- Born: 1939 (age 85–86) Alberta, Canada
- Occupation(s): Horse rider and trainer

= Viola Thomas =

Canadian barrel racer

Viola Thomas (born 1939) is a three-time Canadian barrel racing champion and one of the first women to be licensed as a jockey in Canada. She was the first licensed woman jockey to ride in both Alberta and Saskatchewan, third woman to ride as a licensed jockey in Canada, and 17th woman jockey in North America. She was inducted into the Canadian Pro Rodeo Hall of Fame in 2014.

==Early life==
Viola Thomas was born in 1939 in Alberta, Canada. She grew up in Millarville, near Calgary, on her parents' ranch. Her father was a farrier and staff sergeant with Lord Strathcona's Horse Regiment. By the time she was four years old, Thomas was riding horses and from age ten was competing with male riders on the class B race circuit. As a teenager, she competed in trail rides as well as steer decorating, an event which requires the rider to dismount and adorn a steer horn with a ribbon.

==Career==
Thomas continued to compete as an adult appearing in rodeo events in Canada, Arizona, California, and Texas. In 1958, she won the Canadian barrel racing championship and repeated the feat in 1959 and 1961. In 1962, she suffered a broken collarbone and some ribs during an event in Millarville and as she could not ride, turned to breaking and training horses. She also worked as an "exercise boy" conditioning horses to prepare them for other riders and worked for a California sheriff's department breaking stallions.

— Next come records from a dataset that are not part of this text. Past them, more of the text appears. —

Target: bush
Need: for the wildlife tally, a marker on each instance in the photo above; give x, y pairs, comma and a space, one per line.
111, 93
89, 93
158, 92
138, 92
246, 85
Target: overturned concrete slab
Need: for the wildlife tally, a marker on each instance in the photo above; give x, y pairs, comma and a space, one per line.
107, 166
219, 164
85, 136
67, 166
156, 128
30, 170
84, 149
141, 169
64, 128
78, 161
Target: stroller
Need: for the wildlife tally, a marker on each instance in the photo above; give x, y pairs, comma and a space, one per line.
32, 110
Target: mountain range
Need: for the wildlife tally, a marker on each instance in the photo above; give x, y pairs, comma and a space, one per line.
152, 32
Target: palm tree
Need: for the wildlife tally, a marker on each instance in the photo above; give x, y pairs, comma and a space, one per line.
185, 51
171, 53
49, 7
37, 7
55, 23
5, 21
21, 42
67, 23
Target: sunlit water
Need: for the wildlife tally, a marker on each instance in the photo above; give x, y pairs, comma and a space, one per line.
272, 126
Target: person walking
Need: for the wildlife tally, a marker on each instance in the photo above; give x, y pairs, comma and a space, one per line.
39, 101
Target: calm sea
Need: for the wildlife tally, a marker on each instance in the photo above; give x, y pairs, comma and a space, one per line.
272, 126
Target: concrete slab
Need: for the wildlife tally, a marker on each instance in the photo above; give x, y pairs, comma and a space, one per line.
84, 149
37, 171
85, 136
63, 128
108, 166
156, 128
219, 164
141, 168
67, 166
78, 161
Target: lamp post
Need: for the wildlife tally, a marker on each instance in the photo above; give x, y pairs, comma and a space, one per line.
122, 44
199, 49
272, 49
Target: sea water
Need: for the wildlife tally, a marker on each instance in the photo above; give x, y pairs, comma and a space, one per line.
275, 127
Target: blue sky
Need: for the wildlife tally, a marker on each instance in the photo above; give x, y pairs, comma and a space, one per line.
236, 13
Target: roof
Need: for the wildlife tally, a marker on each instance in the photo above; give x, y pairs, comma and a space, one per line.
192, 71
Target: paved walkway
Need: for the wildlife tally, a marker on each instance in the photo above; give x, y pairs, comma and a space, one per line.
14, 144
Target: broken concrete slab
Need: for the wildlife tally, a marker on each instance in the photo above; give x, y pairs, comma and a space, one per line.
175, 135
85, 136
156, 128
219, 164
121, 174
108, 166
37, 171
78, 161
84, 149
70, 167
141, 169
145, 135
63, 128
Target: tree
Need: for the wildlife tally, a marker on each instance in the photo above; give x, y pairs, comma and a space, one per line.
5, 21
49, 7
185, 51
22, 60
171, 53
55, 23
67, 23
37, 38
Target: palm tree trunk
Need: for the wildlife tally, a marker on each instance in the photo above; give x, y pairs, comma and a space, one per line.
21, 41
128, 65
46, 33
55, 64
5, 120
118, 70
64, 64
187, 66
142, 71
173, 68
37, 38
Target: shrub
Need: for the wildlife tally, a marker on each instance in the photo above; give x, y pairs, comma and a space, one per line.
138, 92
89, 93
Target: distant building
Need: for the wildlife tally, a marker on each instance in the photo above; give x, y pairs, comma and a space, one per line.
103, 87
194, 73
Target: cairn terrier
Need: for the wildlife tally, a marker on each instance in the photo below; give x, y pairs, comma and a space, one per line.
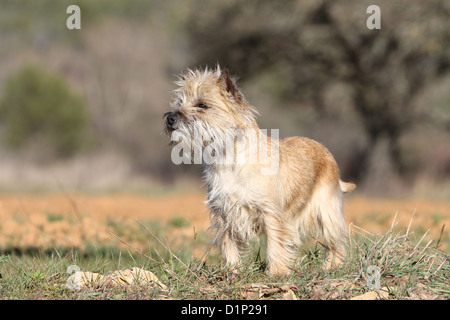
283, 189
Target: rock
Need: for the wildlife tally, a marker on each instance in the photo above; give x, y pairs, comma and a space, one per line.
373, 295
133, 276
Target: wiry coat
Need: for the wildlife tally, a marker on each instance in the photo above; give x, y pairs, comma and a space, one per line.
303, 196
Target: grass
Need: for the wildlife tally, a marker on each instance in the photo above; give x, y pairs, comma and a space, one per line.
406, 268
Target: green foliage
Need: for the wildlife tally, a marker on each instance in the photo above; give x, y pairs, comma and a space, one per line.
39, 105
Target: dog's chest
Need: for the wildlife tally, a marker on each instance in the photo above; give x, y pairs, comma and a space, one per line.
231, 188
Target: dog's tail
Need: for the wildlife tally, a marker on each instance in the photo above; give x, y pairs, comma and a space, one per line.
347, 186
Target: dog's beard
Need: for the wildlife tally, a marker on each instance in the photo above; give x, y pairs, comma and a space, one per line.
198, 143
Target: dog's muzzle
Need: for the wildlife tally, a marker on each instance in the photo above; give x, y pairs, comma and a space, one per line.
171, 119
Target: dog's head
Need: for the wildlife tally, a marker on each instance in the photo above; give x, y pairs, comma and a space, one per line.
208, 101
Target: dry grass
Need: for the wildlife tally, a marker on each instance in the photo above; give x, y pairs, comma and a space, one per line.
408, 269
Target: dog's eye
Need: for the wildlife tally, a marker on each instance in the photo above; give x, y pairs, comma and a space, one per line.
202, 105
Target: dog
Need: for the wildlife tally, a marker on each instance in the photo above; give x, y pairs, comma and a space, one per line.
297, 193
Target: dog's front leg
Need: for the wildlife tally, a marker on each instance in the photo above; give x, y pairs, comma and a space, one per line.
231, 250
281, 245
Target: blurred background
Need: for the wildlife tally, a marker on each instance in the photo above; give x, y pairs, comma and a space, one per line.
82, 109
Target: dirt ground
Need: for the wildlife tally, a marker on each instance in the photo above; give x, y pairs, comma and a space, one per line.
48, 220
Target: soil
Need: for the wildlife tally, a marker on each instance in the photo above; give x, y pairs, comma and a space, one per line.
71, 220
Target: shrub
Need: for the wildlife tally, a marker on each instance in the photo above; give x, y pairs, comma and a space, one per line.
38, 104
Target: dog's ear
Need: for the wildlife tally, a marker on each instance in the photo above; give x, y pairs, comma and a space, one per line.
228, 82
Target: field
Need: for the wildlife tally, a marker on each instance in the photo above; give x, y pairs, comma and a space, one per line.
41, 235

From 1964, Thomas began speaking out about the legal disparity for male and female riders. In 1968, she challenged a rule that did not admit women to the class A race circuit, requiring them to remain on the B circuit or compete in the bush leagues. That year, she also began taking veterinary courses at Loma Linda College in Riverside, California and also competed for Canada in the first International Powder Puff Derby, at South Park Oval near Pittsburgh, Pennsylvania, bringing home the silver medal.

When licensed in 1969, she became the first woman in Canada licensed as a jockey in Alberta and Saskatchewan and the second to be licensed in British Columbia, after Mary Cowan. In North America, she was the 17th woman allowed to be licensed and in Canada was the third woman to receive a jockey's license. After obtaining her license, she often had to convince owners, trainers, or other riders to allow her to race.

Returning to training horses in the late 1970s, Thomas worked as a full-time trainer for a rancher in Millarville, winning several events through the early 1980s. She continued training until 1987, when she received a skull fracture in a training accident. Thomas was inducted into the Canadian Pro Rodeo Hall of Fame in 2014.